The close relationship between Veloso Salgado and the painters Adrien Demont and Virginie Demont-Breton represents an exceptional case of artistic collaboration and friendship. Veloso Salgado spent some time at the Demont residence in Wissant, near Calais in the North of France, a town where the couple had settled and which they had transformed into an artistic commune and school of light effects and outdoor painting. Salgado had met Virginie Demont-Breton, wife of Adrien Demont and daughter of landscape artist Jules Breton (1827-1906), in 1888 during his time in Paris on a state scholarship. According to Virginie’s memoirs, there he received commissions and won everyone over with his charm.
In 1891, he painted a portrait of Adrien Demont (1851-1928), a landscape artist with a special talent for twilight scenes. The portrait is notable for the power of the image, infused with the artists’ mutual friendship and admiration. A natural pose and attention to details such as the artist’s smock and the paintbrushes resting on the table intensify the seductive, meditative aura of the painter-poet, whose interest in the representation of light and colour are also present in some of Veloso Salgado’s paintings, such as Noir et Rose, from 1892, and symbolist paintings from the 1890s.
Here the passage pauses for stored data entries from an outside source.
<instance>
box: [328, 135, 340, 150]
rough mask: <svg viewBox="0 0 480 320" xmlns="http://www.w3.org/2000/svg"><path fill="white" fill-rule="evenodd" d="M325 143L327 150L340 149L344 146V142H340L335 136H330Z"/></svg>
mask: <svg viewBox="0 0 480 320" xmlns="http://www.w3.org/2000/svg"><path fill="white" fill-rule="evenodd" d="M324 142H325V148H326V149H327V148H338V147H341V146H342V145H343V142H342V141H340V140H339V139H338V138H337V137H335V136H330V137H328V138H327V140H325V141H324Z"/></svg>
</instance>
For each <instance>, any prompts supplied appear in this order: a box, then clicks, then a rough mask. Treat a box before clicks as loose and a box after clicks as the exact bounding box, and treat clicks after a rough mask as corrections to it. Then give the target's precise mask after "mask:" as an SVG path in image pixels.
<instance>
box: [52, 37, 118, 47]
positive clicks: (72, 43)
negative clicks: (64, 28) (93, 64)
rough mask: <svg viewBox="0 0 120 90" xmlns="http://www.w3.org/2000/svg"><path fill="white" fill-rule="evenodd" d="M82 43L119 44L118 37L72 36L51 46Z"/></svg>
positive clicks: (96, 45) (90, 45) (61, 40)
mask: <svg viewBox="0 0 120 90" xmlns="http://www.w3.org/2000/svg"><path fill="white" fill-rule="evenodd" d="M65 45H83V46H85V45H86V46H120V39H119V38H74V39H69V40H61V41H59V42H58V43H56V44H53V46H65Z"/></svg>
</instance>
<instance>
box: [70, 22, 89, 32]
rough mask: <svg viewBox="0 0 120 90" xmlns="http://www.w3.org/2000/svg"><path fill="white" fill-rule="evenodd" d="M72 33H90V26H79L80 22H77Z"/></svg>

The portrait of Virginie Demont-Breton (1859-1935) from 1894 reveals a combative figure, with her palette and paintbrushes held high like the weapons of a hunter-goddess. The portrait captures Demont-Breton’s strong personality, an artist whose own paintings portrayed everyday scenes of fishermen and their families and the wild North Sea, a drive also evident in her establishment of the Union of Women Painters and Sculptors and of a school open to women artists. Her paintings inspired Veloso Salgado’s A flor do mar [Flower of the Sea], from 1892, both in its theme and colour palette.
These artist portraits stand out as much for their powerful sensibility and technical qualities as for their striking originality. Their expressiveness and tone reveal an acute psychological insight into the subjects and the friendship they shared, emphasising their artistic profiles as a visual display of their social and intellectual prestige. A significant correspondence of both a personal and professional nature was conducted between Lisbon and France from 1896, recently completed with the addition of Veloso Salgado’s letters to the Demonts. The discovery of these portraits and the artist’s involvement at Wissant are fundamental to this innovative reflection on the works of Veloso Salgado and his artistic career.
National Museum of Contemporary Art, Portugal
The National Museum of Contemporary Art – Museu do Chiado, was one of the first museums of contemporary art being created throughout the world. Located in Lisbon’s historical centre, featuring the leading collection of Portuguese art from the second half of the nineteenth century until the present day the museum is of mandatory visit for the understanding and enjoyment of modern and contemporary Portuguese art. The temporary exhibitions program is of great importance within the overall scope of the museum activities. The presentation of the collection is periodically renewed on their temporal or thematic segments, according to a sustained work of historical and critical research, but the programme is not limited to the Portuguese art, focusing on artists and movements of the international modernism and also monitoring and disseminating contemporary artistic creation, both national and international, through co-productions with other museums and art centers.
The National Museum of Contemporary Art – Museu do Chiado was established by government decree on 26th May 1911. It was born out of the division of the old Museu Nacional de Belas-Artes into the Museu Nacional de Arte Antiga, which inherited from the former all the works produced prior to 1850 and remained in the Palácio das Janelas Verdes, and the National Museum of Contemporary Art, which included all the works completed after that date and was housed in the Convento de S. Francisco, in an area neighbouring the Academia de Belas Artes. The creation of a network of museums, which spread the length of the country, was the fulfilment of a project based on the 18th century concept of human enlightenment, endowing the country with the necessary tools to safeguard and display the nation’s art. The creation of a museum of contemporary art was, in the international context, new and unprecedented.
The housing, though only on a temporary basis, of the National Museum of Contemporary Art in the Convento de S. Francisco located it symbolically and opportunely in the area frequented by the artists of the periods represented in the museum. It occupied the large old halls, convent annexes, where the exhibitions of the Romantics and the naturalists had been held.